Wednesday, April 1, 2015


Screen shot of the author's desktop

150331 Vast Idea  

Concurrently Engineering the Seattle Printmakers Center  

Whether designing a passenger plane or a computer application, concurrency is key, writes this author, as he sits down to a keyboard and begins to define his multitude of projects and map ways that they interrelate. It is like multi-screening impressions.

Plan for success

Whether designing a passenger plane or a computer application, concurrency is key, and when I am fully engaged in my goals with all my physical and intellectual powers, it is like watching TV, using a handheld, and a desktop computer all at the same time—or multiscreening.

Example

As I make my plans for the day (today being the last day of March, 2015) I think about the splash screen on my desktop and I know that the same screen will appear on other peoples’ and also on mobile devices in handhelds, on tablets, and on surfaces. That is because it is designed for the Internet.
Conscious of this, I’m conscious also that the next person who comes into our family art gallery is a software engineer whose projects include some for Microsoft in association with the Ad Council.
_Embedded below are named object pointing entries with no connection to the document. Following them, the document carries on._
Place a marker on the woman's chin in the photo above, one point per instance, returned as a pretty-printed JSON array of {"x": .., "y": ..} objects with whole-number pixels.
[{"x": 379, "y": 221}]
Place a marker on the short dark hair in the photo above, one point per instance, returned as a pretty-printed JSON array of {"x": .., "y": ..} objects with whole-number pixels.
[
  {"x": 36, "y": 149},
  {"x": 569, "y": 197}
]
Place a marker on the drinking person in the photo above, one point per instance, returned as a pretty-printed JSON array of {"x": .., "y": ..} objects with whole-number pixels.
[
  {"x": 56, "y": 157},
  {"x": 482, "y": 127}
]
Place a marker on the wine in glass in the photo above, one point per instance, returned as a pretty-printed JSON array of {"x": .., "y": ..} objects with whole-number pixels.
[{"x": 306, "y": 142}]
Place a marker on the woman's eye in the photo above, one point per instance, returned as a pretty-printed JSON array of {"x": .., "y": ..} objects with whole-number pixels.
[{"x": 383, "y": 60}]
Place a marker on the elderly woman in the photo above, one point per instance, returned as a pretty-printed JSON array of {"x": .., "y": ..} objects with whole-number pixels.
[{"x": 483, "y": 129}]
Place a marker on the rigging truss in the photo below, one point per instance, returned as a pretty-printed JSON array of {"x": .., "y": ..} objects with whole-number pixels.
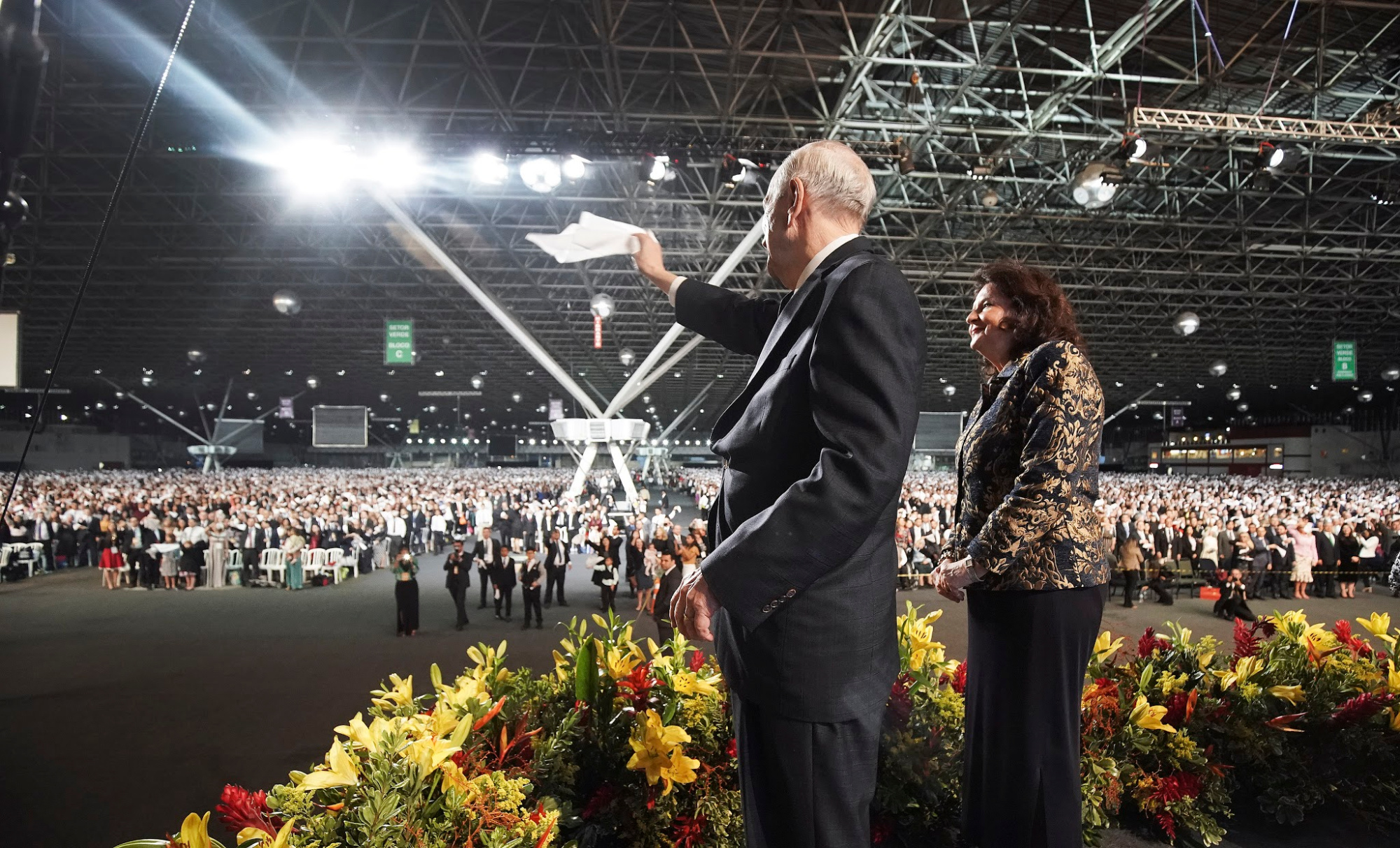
[{"x": 1014, "y": 97}]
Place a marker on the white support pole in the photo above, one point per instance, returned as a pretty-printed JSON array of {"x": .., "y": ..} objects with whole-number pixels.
[
  {"x": 488, "y": 303},
  {"x": 628, "y": 393},
  {"x": 586, "y": 464},
  {"x": 624, "y": 475},
  {"x": 676, "y": 359}
]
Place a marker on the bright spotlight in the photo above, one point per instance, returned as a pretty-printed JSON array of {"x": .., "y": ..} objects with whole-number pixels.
[
  {"x": 489, "y": 169},
  {"x": 316, "y": 166},
  {"x": 396, "y": 167},
  {"x": 541, "y": 174},
  {"x": 575, "y": 167},
  {"x": 1096, "y": 185}
]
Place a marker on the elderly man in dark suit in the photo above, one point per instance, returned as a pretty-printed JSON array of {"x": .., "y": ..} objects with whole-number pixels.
[{"x": 799, "y": 590}]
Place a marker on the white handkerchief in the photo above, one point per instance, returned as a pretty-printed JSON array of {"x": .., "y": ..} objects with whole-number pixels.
[{"x": 590, "y": 239}]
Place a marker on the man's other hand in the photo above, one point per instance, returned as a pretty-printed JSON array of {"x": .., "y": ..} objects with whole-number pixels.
[
  {"x": 694, "y": 608},
  {"x": 652, "y": 264}
]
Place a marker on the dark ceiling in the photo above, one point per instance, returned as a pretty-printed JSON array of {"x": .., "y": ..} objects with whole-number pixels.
[{"x": 1027, "y": 92}]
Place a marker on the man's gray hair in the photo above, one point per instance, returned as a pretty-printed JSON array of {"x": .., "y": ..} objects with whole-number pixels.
[{"x": 836, "y": 178}]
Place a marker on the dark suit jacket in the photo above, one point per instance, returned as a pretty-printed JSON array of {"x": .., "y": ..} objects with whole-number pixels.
[
  {"x": 814, "y": 451},
  {"x": 666, "y": 590}
]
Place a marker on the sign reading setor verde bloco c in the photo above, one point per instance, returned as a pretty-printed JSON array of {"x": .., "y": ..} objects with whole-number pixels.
[
  {"x": 1343, "y": 360},
  {"x": 398, "y": 341}
]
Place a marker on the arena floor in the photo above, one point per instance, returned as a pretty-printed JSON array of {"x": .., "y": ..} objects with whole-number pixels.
[{"x": 122, "y": 712}]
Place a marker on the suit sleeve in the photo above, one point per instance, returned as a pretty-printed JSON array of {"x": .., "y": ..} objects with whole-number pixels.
[
  {"x": 1065, "y": 415},
  {"x": 864, "y": 372},
  {"x": 727, "y": 317}
]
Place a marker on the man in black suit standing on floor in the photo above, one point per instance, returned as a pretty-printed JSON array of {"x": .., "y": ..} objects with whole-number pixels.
[
  {"x": 488, "y": 558},
  {"x": 458, "y": 580},
  {"x": 556, "y": 563},
  {"x": 666, "y": 591},
  {"x": 799, "y": 590}
]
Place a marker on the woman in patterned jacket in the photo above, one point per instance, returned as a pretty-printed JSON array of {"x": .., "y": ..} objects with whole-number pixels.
[{"x": 1028, "y": 549}]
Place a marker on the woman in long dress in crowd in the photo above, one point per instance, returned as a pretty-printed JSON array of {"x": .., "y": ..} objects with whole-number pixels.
[
  {"x": 407, "y": 593},
  {"x": 1027, "y": 548},
  {"x": 292, "y": 546}
]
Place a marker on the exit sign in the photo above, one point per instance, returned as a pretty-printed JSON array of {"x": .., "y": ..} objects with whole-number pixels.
[
  {"x": 1343, "y": 362},
  {"x": 398, "y": 342}
]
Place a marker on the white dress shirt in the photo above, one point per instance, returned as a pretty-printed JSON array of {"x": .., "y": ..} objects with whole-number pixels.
[{"x": 807, "y": 272}]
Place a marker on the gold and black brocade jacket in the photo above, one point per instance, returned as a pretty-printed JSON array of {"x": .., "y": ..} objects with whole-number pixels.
[{"x": 1028, "y": 475}]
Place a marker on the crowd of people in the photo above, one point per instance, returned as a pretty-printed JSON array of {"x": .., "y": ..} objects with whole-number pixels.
[
  {"x": 1250, "y": 538},
  {"x": 1244, "y": 537},
  {"x": 513, "y": 527}
]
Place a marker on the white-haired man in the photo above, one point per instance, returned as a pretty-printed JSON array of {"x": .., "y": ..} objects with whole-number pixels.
[{"x": 800, "y": 583}]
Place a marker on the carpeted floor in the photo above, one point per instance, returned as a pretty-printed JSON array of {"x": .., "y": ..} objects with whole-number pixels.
[{"x": 122, "y": 712}]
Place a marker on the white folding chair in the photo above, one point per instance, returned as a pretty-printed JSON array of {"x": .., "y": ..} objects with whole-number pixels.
[
  {"x": 274, "y": 562},
  {"x": 314, "y": 560},
  {"x": 335, "y": 560}
]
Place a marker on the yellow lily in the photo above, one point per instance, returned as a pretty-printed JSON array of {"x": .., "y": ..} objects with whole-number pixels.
[
  {"x": 342, "y": 772},
  {"x": 398, "y": 696},
  {"x": 429, "y": 754},
  {"x": 257, "y": 833},
  {"x": 652, "y": 745},
  {"x": 1107, "y": 646},
  {"x": 1150, "y": 719},
  {"x": 620, "y": 664},
  {"x": 194, "y": 833},
  {"x": 690, "y": 684},
  {"x": 681, "y": 770},
  {"x": 1380, "y": 628},
  {"x": 1247, "y": 668}
]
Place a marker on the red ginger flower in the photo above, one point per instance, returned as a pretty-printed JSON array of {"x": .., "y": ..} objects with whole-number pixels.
[
  {"x": 1360, "y": 709},
  {"x": 1247, "y": 644},
  {"x": 688, "y": 832},
  {"x": 239, "y": 810},
  {"x": 961, "y": 678}
]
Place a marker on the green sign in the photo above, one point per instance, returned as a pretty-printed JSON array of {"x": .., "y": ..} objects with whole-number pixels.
[
  {"x": 398, "y": 342},
  {"x": 1343, "y": 360}
]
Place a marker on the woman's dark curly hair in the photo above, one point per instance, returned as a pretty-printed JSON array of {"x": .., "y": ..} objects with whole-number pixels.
[{"x": 1040, "y": 310}]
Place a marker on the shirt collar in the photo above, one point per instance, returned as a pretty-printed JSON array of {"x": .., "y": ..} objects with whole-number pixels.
[{"x": 821, "y": 257}]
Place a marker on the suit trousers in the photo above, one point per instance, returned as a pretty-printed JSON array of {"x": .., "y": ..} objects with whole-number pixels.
[
  {"x": 806, "y": 784},
  {"x": 555, "y": 583},
  {"x": 458, "y": 591},
  {"x": 1027, "y": 653}
]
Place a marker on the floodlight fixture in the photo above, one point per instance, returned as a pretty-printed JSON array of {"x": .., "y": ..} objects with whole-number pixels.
[
  {"x": 1096, "y": 185},
  {"x": 541, "y": 174},
  {"x": 489, "y": 169}
]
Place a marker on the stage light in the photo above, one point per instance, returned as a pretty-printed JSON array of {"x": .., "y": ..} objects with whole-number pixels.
[
  {"x": 489, "y": 169},
  {"x": 316, "y": 166},
  {"x": 603, "y": 306},
  {"x": 1096, "y": 185},
  {"x": 1186, "y": 324},
  {"x": 288, "y": 303},
  {"x": 541, "y": 174},
  {"x": 396, "y": 166},
  {"x": 575, "y": 167}
]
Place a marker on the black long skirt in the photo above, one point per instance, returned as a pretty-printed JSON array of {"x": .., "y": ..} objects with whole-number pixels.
[
  {"x": 407, "y": 600},
  {"x": 1027, "y": 654}
]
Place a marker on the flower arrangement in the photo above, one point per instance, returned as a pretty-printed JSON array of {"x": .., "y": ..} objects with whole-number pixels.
[{"x": 629, "y": 744}]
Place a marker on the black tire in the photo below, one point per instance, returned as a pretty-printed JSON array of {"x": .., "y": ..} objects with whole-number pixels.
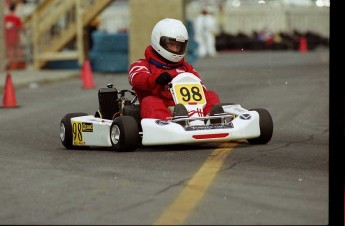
[
  {"x": 124, "y": 133},
  {"x": 66, "y": 135},
  {"x": 266, "y": 127}
]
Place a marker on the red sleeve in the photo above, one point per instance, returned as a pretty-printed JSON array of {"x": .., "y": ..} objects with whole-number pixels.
[{"x": 140, "y": 77}]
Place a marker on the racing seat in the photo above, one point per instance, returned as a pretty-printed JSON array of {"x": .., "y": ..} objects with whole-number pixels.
[{"x": 108, "y": 104}]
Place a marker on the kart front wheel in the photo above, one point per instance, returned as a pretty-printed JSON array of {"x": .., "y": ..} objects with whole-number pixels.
[
  {"x": 266, "y": 127},
  {"x": 124, "y": 133},
  {"x": 66, "y": 133}
]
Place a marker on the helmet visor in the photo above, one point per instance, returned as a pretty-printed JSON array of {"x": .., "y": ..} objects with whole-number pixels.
[{"x": 173, "y": 46}]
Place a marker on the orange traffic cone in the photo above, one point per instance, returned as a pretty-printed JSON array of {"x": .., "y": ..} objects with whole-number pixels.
[
  {"x": 9, "y": 99},
  {"x": 86, "y": 75},
  {"x": 303, "y": 46}
]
They promote teaching professions, reaching Millennials via the TEACH organization. This engineer, who is a neighbor in our district of Seattle called “Uptown,” is interested in buying an artwork to decorate a wall in his condo.
Millennials, according to the report on websites (which the visiting engineer helped to design) are distinguished from most older people because they are multi-screeners. For example, Millennials typically watch TV, text, or browse the web all at almost the same time, or their moment.

Uptown Alliance

The challenge I face is to engage people in a neighborhood in Seattle called “Uptown” (as compared to “Downtown Seattle” or “South of Downtown, or SODO”) in an identity, with the objective of sustaining a high quality of life for businesses, residents and visitors of Uptown. As property owners, my wife and I are invested in this neighborhood, and we will do what we can to ensure that we can enjoy a high quality of living here.

Impressions

If one participates in community activism, and to desires to achieve a sustainable level of performance toward the goal of a high quality of life, then impressions must be mastered. To understand impressions today, you must think outside your neighborhood—take a position outside your physical neighborhood and look in on it via multiple screens. This, according to Big Data, has a decisive impact on your local quality of life.

Art and technology


Reality is broken, said Jane McGonagall, and this applies to the approach to take regarding a neighborhood like Uptown. I suggest we identify ourselves as an “art and technology corridor” despite that the reality of life in Uptown does not show this. I suggest a virtual reality approach, because it is better to stake the quality of life here on the future, and not on the present state of affairs, nor on the way things used to be.